/ 6 March 1998

Fighting for a creative space called

Nigeria

Nobel laureate Wole Soyinka visited South Africa for a writers’ festival in Durban. He spoke to Suzy Bell

A distinguished man in black sips a cold Amstel in the retro lounge of the Blue Waters Hotel in Durban. He’s Wole Soyinka, acclaimed playwright, essayist, novelist and memoirist. He’s the quietly spoken winner of the 1986 Nobel Prize for Literature – the first African winner in the prize’s history. He jokes about such recognition: “Maybe Africa should set up a Nobel prize and wait for about 100 years before recognising the rest of the world!”

Soyinka grew up in western Nigeria, also the home of Moshood Abiola, presumptive winner of the 1993 elections which were annulled by former despot Ibrahim Babangida, sparking widespread violence and the present chaos under the bunker dictatorship of General Sani Abacha.

Since Soyinka’s passport was confiscated by Abacha in 1994, he now lives in exile in Atlanta, United States, where he teaches at Emory University. He and a United Democratic Front of Nigeria delegation are travelling the world talking to African and other leaders about the Nigerian crisis, which he describes in these terms:”Here is a nation that has locked up its president-elect, has killed democracy activists, has assassinated the wife of the president-elect, clamps down on the media and takes hostages of wives and children.”

Soyinka says vehemently that there can be no “African renaissance” as long as Nigeria is in chains:”There can be no liberation without Nigeria, as long as its people are in danger of their lives, where its intellectuals, thinkers and writers are under threat.”

But “there is a lack of will in the foreign policies of many governments”.
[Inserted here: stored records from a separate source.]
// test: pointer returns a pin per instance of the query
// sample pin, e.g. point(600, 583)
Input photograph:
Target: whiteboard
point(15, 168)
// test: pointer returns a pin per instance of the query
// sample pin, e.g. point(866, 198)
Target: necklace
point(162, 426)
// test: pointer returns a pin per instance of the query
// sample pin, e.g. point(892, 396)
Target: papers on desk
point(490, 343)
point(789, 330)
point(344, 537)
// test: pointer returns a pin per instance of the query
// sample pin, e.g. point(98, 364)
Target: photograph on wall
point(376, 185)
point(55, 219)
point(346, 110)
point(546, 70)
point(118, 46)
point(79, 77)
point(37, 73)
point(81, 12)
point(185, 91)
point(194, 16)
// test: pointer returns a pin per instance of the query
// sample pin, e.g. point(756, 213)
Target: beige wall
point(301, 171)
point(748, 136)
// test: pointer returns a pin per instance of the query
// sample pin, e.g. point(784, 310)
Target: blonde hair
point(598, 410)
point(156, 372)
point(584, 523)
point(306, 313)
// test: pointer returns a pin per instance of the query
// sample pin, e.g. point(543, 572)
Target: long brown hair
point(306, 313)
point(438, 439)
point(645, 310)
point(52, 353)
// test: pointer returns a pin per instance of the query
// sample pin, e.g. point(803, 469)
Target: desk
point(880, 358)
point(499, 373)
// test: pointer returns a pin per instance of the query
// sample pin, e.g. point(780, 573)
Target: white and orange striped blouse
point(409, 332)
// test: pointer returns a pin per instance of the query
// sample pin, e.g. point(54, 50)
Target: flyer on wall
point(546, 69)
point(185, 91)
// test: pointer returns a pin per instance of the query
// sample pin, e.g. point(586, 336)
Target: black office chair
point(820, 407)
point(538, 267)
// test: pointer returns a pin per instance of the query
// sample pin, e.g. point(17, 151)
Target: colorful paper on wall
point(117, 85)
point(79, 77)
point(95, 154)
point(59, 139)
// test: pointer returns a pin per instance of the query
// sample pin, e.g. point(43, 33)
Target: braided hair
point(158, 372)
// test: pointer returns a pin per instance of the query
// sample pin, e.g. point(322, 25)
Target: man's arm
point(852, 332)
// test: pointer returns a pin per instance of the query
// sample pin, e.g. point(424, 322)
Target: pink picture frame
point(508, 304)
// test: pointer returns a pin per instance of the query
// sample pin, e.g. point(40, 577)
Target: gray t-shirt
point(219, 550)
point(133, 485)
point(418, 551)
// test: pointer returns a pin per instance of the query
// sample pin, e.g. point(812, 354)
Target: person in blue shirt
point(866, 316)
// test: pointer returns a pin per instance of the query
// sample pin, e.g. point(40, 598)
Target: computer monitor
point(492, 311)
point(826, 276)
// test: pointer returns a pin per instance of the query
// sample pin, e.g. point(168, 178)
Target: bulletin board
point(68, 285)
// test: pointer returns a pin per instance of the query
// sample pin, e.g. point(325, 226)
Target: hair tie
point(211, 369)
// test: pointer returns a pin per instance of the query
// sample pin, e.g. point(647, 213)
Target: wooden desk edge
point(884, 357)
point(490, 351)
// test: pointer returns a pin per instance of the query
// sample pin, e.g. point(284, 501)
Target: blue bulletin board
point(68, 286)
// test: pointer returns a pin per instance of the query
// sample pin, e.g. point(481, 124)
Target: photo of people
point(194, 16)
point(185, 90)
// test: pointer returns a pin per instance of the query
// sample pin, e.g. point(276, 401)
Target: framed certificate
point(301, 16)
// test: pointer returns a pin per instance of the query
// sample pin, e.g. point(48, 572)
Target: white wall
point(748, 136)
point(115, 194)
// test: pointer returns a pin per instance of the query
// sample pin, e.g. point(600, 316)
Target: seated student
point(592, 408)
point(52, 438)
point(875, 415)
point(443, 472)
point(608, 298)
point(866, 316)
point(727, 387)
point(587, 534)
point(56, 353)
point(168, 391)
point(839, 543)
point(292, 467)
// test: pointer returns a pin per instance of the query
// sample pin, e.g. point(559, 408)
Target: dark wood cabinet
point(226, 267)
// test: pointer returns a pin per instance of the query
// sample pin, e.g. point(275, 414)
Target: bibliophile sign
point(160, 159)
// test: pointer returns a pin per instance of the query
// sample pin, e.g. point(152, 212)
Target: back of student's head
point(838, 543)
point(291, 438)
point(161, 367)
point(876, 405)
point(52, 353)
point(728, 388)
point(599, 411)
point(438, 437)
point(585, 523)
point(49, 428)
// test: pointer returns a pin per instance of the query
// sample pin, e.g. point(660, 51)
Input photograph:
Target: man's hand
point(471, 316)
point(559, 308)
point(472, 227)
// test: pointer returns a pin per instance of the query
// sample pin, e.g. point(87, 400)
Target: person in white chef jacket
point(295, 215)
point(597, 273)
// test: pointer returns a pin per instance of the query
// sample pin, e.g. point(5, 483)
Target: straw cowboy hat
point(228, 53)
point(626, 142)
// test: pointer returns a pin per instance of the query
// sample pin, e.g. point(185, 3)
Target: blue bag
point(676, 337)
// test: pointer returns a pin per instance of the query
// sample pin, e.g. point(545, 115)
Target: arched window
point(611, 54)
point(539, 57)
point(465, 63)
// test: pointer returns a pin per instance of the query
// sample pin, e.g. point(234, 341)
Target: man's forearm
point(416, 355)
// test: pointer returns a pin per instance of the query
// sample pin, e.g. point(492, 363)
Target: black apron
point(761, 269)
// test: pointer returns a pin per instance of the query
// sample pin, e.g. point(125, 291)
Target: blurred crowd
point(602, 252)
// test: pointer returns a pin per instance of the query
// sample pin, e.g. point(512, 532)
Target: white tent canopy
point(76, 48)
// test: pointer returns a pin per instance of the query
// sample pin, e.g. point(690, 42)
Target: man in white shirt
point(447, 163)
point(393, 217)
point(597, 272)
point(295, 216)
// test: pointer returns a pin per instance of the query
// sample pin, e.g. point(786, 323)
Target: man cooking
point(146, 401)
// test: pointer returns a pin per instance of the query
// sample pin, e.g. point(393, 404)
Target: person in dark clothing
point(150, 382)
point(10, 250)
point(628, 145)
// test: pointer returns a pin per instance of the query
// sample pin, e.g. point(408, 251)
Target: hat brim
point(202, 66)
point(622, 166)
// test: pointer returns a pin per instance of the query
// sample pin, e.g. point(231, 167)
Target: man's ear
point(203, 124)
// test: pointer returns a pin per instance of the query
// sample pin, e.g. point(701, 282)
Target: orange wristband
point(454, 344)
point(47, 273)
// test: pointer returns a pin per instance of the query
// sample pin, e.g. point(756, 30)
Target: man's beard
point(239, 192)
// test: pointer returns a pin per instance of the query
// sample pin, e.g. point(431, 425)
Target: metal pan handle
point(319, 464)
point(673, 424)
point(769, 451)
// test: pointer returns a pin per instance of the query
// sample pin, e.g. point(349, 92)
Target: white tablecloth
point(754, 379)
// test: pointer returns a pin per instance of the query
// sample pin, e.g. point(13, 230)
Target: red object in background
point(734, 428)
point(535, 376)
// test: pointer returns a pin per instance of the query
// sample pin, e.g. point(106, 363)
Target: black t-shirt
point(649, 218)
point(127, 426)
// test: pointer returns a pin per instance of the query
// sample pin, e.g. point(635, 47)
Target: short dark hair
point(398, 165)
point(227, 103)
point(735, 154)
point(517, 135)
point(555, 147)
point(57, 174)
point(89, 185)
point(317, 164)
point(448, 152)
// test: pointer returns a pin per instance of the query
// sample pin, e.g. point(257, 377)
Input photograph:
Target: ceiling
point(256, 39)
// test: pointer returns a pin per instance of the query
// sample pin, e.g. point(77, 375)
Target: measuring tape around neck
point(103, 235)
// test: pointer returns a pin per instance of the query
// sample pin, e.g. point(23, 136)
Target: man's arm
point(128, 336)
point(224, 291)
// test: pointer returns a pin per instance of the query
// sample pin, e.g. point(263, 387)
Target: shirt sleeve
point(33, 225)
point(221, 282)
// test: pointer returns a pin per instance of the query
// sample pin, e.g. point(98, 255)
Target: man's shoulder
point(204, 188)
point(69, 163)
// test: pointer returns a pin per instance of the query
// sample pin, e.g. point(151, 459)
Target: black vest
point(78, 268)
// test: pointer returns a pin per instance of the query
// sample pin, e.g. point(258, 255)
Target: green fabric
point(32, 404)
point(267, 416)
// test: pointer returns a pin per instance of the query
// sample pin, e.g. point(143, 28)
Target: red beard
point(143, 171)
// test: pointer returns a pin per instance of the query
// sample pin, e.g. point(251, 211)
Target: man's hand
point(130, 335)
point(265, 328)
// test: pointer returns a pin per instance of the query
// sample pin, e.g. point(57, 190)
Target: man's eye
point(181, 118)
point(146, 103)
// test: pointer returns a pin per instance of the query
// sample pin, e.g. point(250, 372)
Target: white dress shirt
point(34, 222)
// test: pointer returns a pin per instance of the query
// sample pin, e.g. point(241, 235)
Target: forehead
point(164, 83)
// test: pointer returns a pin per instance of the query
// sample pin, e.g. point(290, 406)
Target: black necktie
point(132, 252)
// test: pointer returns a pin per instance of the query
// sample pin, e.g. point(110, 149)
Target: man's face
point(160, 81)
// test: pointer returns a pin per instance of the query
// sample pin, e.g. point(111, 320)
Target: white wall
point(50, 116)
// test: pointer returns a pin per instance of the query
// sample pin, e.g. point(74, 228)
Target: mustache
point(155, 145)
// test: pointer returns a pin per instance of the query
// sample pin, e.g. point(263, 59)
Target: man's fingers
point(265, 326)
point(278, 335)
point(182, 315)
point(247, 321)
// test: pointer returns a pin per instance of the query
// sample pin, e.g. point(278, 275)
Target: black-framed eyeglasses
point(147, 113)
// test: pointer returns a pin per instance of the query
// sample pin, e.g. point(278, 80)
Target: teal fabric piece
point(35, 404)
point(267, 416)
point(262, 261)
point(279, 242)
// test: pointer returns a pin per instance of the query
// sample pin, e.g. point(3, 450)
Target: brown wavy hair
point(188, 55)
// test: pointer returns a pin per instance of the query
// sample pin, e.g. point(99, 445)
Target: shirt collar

Soyinka’s exiled state is a paradoxical one:”I’m not living outside, but I’m compelled to stay outside. I’m very much in Nigeria on many levels, including the creative level.” And his role is clear: “I’m on a mission. The decision was taken that somebody had to be taken out [of Nigeria], and have the kind of contacts and the capacity for opening doors in government circles on the continent and around the world. So I’m carrying on the struggle from outside. I’ve been kept busy non-stop.

“But I have lots of my colleagues in prison, some are being tortured, a number of them have not seen their families for a long time, and it’s difficult to even monitor where they’ve been put as they’re shifted all the time. The state of exile is a qualitative thing. Someone who is in prison in Nigeria – is he at home or in exile? Those who are totally alienated from any sense of security, who are constantly looking over their shoulders, who speak in whispers, who are compelled to live in the most ruthless, barbaric, brutish dictatorship that Nigeria has ever known, is that person at home or in exile? Before I left I always moved from place to place, being very cautious, but was I at home or in exile?
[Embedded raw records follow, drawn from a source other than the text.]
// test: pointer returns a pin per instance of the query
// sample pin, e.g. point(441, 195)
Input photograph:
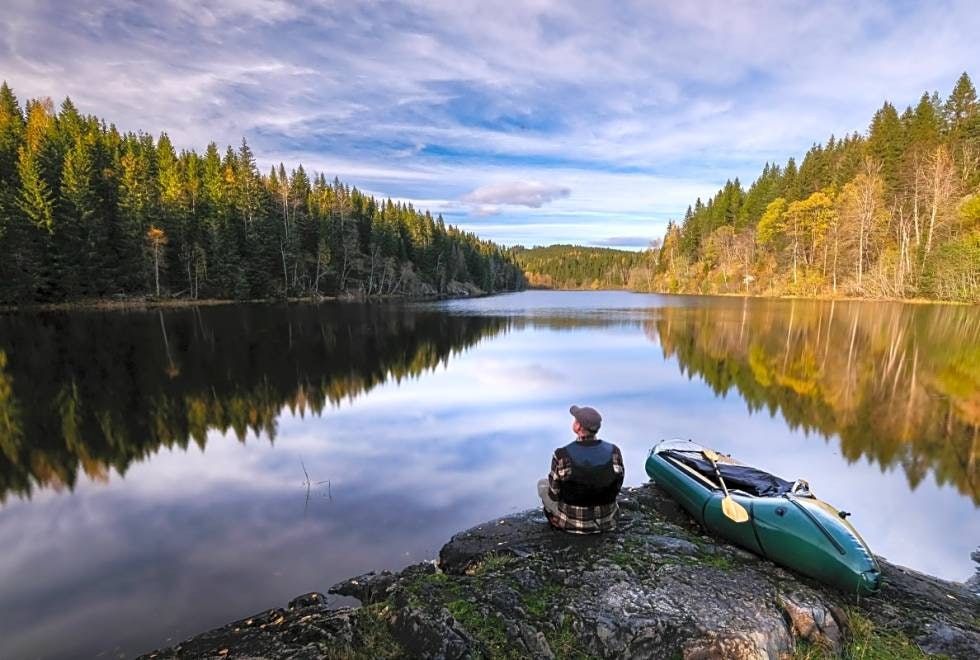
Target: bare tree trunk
point(285, 270)
point(156, 267)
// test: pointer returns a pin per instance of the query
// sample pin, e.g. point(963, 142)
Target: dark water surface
point(166, 472)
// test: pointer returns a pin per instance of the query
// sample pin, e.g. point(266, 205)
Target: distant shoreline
point(759, 296)
point(107, 304)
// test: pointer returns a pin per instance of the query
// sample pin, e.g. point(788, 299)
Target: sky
point(525, 122)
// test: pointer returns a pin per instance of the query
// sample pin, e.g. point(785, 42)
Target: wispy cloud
point(532, 194)
point(623, 242)
point(444, 100)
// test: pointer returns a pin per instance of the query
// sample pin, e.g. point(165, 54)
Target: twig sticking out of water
point(309, 484)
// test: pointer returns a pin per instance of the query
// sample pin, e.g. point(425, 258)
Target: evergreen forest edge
point(894, 214)
point(89, 213)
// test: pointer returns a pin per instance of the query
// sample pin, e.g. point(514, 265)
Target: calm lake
point(164, 472)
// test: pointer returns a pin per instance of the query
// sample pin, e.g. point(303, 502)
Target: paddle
point(732, 509)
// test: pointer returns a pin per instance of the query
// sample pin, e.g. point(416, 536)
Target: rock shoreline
point(656, 587)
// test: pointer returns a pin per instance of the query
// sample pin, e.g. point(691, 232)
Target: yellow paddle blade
point(733, 510)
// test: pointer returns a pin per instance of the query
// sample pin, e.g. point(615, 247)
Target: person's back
point(580, 493)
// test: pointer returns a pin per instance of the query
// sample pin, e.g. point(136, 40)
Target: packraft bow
point(786, 523)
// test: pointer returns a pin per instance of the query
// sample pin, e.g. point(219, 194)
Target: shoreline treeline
point(89, 212)
point(576, 267)
point(891, 214)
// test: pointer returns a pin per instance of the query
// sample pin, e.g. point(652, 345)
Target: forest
point(893, 213)
point(577, 267)
point(90, 213)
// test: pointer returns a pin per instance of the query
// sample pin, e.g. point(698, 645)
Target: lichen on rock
point(656, 587)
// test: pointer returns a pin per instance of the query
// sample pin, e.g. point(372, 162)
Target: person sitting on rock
point(579, 495)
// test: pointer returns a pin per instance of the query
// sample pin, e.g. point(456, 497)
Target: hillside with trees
point(87, 212)
point(577, 267)
point(893, 213)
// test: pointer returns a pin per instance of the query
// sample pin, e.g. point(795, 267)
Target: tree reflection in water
point(95, 391)
point(899, 384)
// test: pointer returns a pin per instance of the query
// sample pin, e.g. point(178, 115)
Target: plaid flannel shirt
point(582, 519)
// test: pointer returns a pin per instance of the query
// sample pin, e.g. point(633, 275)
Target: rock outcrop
point(657, 587)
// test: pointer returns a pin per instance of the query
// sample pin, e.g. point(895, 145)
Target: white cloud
point(433, 101)
point(533, 194)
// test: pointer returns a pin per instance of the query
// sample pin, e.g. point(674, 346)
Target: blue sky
point(525, 122)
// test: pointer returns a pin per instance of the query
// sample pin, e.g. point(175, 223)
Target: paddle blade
point(733, 510)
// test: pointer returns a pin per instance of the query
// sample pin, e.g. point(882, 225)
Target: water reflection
point(898, 384)
point(95, 391)
point(427, 419)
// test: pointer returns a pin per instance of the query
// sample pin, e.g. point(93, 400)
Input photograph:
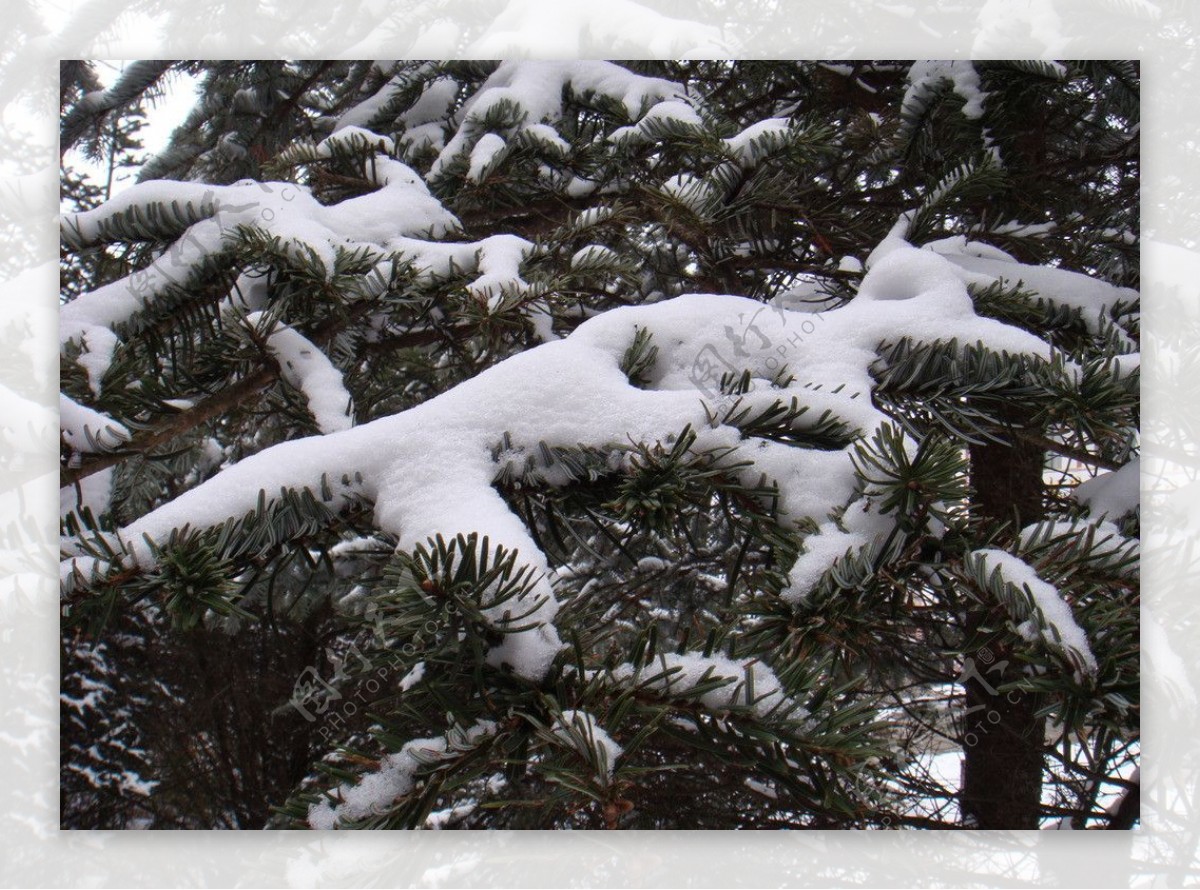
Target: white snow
point(1113, 494)
point(430, 470)
point(748, 145)
point(485, 151)
point(748, 683)
point(534, 90)
point(354, 138)
point(310, 371)
point(85, 430)
point(1060, 630)
point(401, 206)
point(376, 792)
point(675, 113)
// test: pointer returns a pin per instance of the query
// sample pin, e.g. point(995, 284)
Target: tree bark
point(1002, 737)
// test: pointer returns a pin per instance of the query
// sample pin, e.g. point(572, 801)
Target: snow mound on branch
point(376, 792)
point(85, 430)
point(1057, 626)
point(430, 470)
point(401, 206)
point(580, 723)
point(565, 28)
point(982, 264)
point(310, 371)
point(925, 76)
point(534, 91)
point(1113, 494)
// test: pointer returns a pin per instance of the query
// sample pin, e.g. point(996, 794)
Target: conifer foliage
point(605, 445)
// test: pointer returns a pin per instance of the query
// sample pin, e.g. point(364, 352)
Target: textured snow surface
point(396, 777)
point(430, 470)
point(85, 430)
point(1061, 631)
point(1113, 494)
point(927, 76)
point(309, 370)
point(401, 206)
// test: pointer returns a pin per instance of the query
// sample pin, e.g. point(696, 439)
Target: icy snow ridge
point(430, 470)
Soyinka was in Durban to participte in the Time of the Writer festival, though he was only able to give a day to it. “I’m on duty with my obsession for the liberation of a creative space called Nigeria.”
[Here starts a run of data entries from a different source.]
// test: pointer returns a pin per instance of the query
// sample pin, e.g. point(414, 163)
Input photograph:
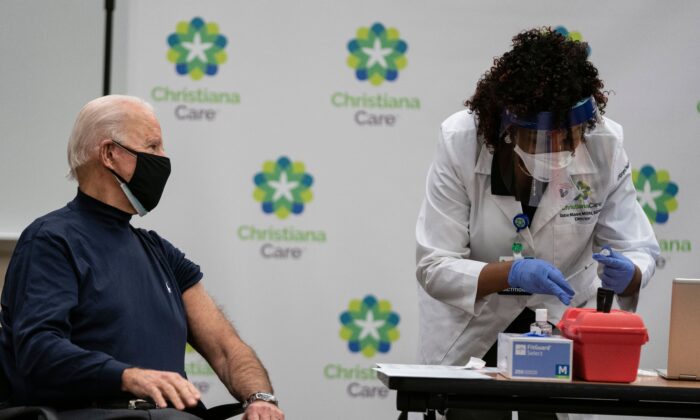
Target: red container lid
point(586, 324)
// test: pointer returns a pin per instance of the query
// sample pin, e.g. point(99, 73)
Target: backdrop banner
point(300, 135)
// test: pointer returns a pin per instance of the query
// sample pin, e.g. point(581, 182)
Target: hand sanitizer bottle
point(541, 326)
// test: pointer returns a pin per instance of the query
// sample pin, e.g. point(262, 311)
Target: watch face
point(262, 396)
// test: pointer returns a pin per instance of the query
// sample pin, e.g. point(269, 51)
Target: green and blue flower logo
point(377, 54)
point(584, 192)
point(656, 193)
point(369, 326)
point(197, 48)
point(283, 187)
point(573, 36)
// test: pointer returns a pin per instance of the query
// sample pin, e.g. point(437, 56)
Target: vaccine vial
point(541, 326)
point(517, 249)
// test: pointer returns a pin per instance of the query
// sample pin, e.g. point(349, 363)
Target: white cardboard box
point(535, 358)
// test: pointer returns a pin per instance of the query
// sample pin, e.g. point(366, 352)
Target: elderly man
point(96, 312)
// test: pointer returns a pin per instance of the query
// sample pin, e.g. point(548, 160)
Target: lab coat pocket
point(572, 244)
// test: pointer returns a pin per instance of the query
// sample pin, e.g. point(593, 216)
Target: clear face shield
point(546, 151)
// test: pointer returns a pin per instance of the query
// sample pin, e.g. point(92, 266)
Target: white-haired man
point(96, 312)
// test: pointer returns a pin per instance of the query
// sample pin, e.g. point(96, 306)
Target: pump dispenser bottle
point(541, 326)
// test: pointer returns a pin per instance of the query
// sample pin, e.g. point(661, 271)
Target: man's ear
point(106, 153)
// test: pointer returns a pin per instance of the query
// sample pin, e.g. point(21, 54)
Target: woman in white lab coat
point(531, 169)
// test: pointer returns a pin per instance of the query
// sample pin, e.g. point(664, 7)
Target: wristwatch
point(260, 396)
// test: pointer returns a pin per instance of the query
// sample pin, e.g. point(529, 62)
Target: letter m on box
point(562, 370)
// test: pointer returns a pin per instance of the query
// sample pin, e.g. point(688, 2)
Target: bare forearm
point(242, 372)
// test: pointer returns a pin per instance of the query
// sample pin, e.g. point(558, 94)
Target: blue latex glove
point(539, 276)
point(618, 270)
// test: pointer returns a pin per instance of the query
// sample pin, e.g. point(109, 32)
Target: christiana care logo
point(377, 54)
point(369, 326)
point(196, 48)
point(656, 193)
point(283, 187)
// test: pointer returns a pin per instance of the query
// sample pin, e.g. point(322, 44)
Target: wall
point(286, 282)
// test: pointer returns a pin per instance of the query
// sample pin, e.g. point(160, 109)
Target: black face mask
point(148, 182)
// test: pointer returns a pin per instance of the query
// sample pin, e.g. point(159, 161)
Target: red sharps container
point(607, 345)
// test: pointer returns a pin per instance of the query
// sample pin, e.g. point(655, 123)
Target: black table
point(647, 396)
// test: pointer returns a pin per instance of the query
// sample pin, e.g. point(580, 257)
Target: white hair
point(106, 117)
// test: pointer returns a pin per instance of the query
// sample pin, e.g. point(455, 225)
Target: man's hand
point(161, 387)
point(261, 410)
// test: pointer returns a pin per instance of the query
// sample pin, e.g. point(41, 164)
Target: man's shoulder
point(153, 238)
point(55, 223)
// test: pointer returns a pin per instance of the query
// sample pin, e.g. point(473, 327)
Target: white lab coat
point(462, 227)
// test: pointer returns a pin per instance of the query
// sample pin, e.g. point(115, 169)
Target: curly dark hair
point(544, 71)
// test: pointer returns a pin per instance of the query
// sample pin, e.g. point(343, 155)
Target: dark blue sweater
point(86, 296)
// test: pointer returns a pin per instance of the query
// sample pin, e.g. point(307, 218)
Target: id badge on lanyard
point(521, 222)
Soyinka sees himself as a writer wearing many hats, “but the fundamental hat is that the writer, as a product of the environment, has no choice but to reflect the conditions of that environment, its contradictions, its little victories or major victories, its potential – so he or she has to be a visionary. But a writer is also a citizen, a political animal, whether he likes it or not. But I do not accept that that means a writer has a greater obligation to society than a musician or a mason or a teacher. Everyone has a citizen’s commitment.”